Implement Cyrus IMAPD in High Load Enviromment

Tue Sep 29 01:42:38 EDT 2009

On Mon, Sep 28, 2009 at 03:33:44PM -0700, Vincent Fox wrote:
> Bron Gondwana wrote:
> >I assume you mean 500 gigs!  We're switching from 300 to 500 on new
> >filesystems because we have one business customer that's over
> >150Gb now and we want to keep all their users on the one partition
> >for
> >folder sharing.  We don't do any murder though.
> >
> Oops yes.  I meant 500 gigs.  The potential downside of
> running an fsck on  terabyte+ filesystems is not worth
> the risks IMO.  The tremendous speed & efficiency of
> Cyrus is in it's small files and the indexes.  However you
> have to keep that in mind when estimating not just backups
> and other daily/weekly items but more serious items.

For sure.

> Really I've looked at fsck too many times in my life and
> don't ever want to again.  Anyone who tells me "oh yes but
> journalling solved all that long ago...." will get an earful
> from me about how they haven't run a big enough setup
> with enough stress on it to SEE real problems.  I have seen
> both journalled Linux and logged Solaris filesystem turn up
> with data corruption and ended up staring at that fsck
> prompt wondering how many hours until it's done.....

Yep.  Which is why we treat filesystems as disposable :)
There are multiple real-time replicated copies of anything
we care about, so we can blow away a filesystem and just
recreate it.  Even after a successful fsck I might just
decide it's cheaper to recreate it than run a full sha1
checking audit_slot on the contents!

> The antiquated filesystems that 99% of admins tolerate and
> work with every day should be lumped under some kind of
> Geneva provision against torture.  It's a mystery to me why
> it's not resolved years ago and why there isn't a big push
> for it from anyone.

Patents I suspect, at least partially.

> "It doesn't matter how fast it is, if it isn't CORRECT!" should
> be some kind of mantra for a production data center but it
> still seems majority of my colleagues talk same as in 1980s'
> about how if we turn off this or that safety feature we can
> make the filesystem faster.

Everything's a tradeoff, hey.  With enough checksums and
replication, I'm willing to treat every layer as less than
100% reliable, because that's reality.  I haven't heard too
many horror stories of ZFS recently, but we certainly hit
a bug where we needed a software update before we could
replace a failed disk, because ZFS refused to consider
anything plugged into the same controller again, even after
a reboot.  That was odd.

> OK stepping off my soapbox now.

It's an interesting one.  For real reliability, I want to
have multiple replication target supported cleanly.  It's
not even that hard.  Basically you would chain sync_client
instances, such that there was an initial task that just
reads $conf/sync/log and appends the contents to both
$conf/sync/stream1/log and $conf/sync/stream2/log, then
a separate sync_client instance that operates in each of
$conf/sync/stream1 and $conf/sync/stream2, replicating to
separate backends.  This would involve minimal code changes
I suspect, and allow a replica to be offline while the
other two are up-to-date, and still know what needed syncing
when you turned it back on!

Then we'd be able to bring up a new replica BEFORE removing
the old one.  It's like RAID1 with three disks :)  Add a new
one, remove the old.  Always 2 up-to-date copies.

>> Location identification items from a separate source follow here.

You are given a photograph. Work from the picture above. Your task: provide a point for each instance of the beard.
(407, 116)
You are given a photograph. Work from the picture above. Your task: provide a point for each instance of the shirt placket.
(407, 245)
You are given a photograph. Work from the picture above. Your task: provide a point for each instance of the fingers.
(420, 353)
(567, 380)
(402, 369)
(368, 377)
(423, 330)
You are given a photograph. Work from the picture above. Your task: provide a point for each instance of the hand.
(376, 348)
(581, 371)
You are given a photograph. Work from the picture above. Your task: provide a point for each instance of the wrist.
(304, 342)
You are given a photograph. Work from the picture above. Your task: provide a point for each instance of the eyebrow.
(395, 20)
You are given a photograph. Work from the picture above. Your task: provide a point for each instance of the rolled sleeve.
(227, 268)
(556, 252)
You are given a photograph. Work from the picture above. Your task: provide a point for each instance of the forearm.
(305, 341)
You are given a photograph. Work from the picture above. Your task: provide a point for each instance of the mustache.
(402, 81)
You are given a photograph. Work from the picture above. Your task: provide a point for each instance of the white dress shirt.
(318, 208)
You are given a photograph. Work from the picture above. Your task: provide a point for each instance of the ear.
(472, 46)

Then add management tools to make that easy to start and stop!
It's an ongoing task to improve reliability.

I actually wonder if it's possible to have multiple Cyrus
instances running in a mesh.  Each one running a sync_server
and with sync_client instances running on every other one.
In THEORY so long as you only wrote to one at any one time
you could read from any of them, or even if you only had
connections for a single user happening to one at any one
time you'd be OK.  You could hash users amongst them to 
balance the load.

Then - well, I already have checksums coded into index files,
just waiting code review from Ken to push that upstream.
Along with sha1s, that's 99% of the data covered by
checksums.  Flat files (quota and the like) I don't think are
viable, but it might be possible to add checksums to skiplist
as well, at the expense of a format change.  Not sure about
BDB.  I'm not a giant fan of it anyway - at least how it's
being used in Cyrus.  All our DBs are skiplist now, and we're
pretty happy with it :)

Bron.